In “Why This World,” my
biography of Clarice, I examined her roots in Jewish mysticism and the
essentially spiritual impulse that animated her work. As the Kabbalists found
divinity by rearranging letters, repeating nonsensical words, parsing verses,
and seeking a logic other than the rational, so did she. With some exceptions,
this mystic quality, which can make her prose nearly abstract, is less visible
in her stories than in novels such as “The Passion According to G.H.” or “The
Apple in the Dark.” But to see Clarice’s writing as a whole is to understand
the close connection between her interest in language and her interest in
what—for lack of a better word—she called God.
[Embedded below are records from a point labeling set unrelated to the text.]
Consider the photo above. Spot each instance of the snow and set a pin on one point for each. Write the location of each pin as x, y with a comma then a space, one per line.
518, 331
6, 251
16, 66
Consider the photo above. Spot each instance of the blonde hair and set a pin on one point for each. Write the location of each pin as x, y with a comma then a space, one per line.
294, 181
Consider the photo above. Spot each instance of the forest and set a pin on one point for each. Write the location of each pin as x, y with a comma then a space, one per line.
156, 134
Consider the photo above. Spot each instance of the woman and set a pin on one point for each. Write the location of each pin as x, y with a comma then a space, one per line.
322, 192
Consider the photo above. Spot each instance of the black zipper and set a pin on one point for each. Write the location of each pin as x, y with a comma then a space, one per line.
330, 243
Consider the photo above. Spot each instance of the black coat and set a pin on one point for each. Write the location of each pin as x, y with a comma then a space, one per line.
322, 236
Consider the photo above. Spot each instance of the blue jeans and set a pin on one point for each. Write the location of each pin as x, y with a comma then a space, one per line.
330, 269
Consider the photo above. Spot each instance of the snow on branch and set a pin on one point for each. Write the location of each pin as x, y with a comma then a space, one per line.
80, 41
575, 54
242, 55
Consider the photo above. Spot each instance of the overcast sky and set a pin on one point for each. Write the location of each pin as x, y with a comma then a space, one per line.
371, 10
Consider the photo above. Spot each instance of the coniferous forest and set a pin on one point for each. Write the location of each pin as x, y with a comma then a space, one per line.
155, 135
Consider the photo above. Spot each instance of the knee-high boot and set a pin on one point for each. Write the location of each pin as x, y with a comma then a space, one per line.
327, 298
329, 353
In her stories, the divine
erupts beneath carefully tended everyday lives. “She had pacified life so
well,” she writes in one story, “taken such care for it not to explode.” When
the inevitable explosions come, shifts in grammar announce them long before
they appear in the plot. Laura, the bored, childless housewife in “The
Imitation of the Rose,” has a “painstaking taste for method”—until, as she is
thinking about how to explain herself to her friend Carlota, her grammar starts
to slide.
Carlota would be stunned to
learn that they too had a private life and things they never told, but she
wouldn’t tell, what a shame not to be able to tell, Carlota definitely thought
she was just tidy and mundane and a little annoying, and if she had to be
careful not to burden other people with details, with Armando she’d sometimes
relax and get pretty annoying, which didn’t matter because he’d pretend to be
listening without really listening to everything she was telling him, which
didn’t ever bother her, she understood perfectly well that her chattering tired
people out a bit, but it was nice to be able to explain how she hadn’t found
any meat even if Armando shook his head and wasn’t listening, she and the maid
chatted a lot, actually she talked more than the maid, and she was also careful
not to pester the maid who sometimes held back her impatience and could get a
little rude, it was her own fault because she didn’t always command respect.
These signals can be much
more concise, as in “The Passion According to G.H.,” when another housewife
recounts the mystical shock she underwent the day before. Remembering herself
as she then was, G.H. says, “I finally got up from the breakfast table, that
woman.” The transformation described in the novel—then to now, yesterday to
today, her to me, first person to third—is resumed in a breezy anacoluthon, the
break in grammar perfectly symbolizing the break in this woman’s life. Like so
many of Clarice’s best phrases, it is elegant precisely because it
disregards the mannered conventions that are the elegance of belles
lettres.
“In painting as in music and
literature,” she wrote, “what is called abstract so often seems to me the
figurative of a more delicate and difficult reality, less visible to the naked
eye.” As abstract painters sought to portray mental and emotional states
without direct representation, and modern composers expanded traditional laws
of harmony, Clarice undid reflexive patterns in grammar. She often had to
remind readers that her “foreign” speech was not the result of her European
birth or an ignorance of Portuguese.
Nor, needless to say, of the
proper ways women presented themselves. As a professional fashion writer, she
reveled in her characters’ appearances. And then she dishevelled their dresses,
smudged their mascara, deranged their hair, enchanting well-composed faces with
the creepier glamour Sir Walter Scott described. With overturned words, she
conjured an entire unknown world—conjuring, too, the unforgettable Clarice
Lispector: a female Chekhov on the beaches of Guanabara.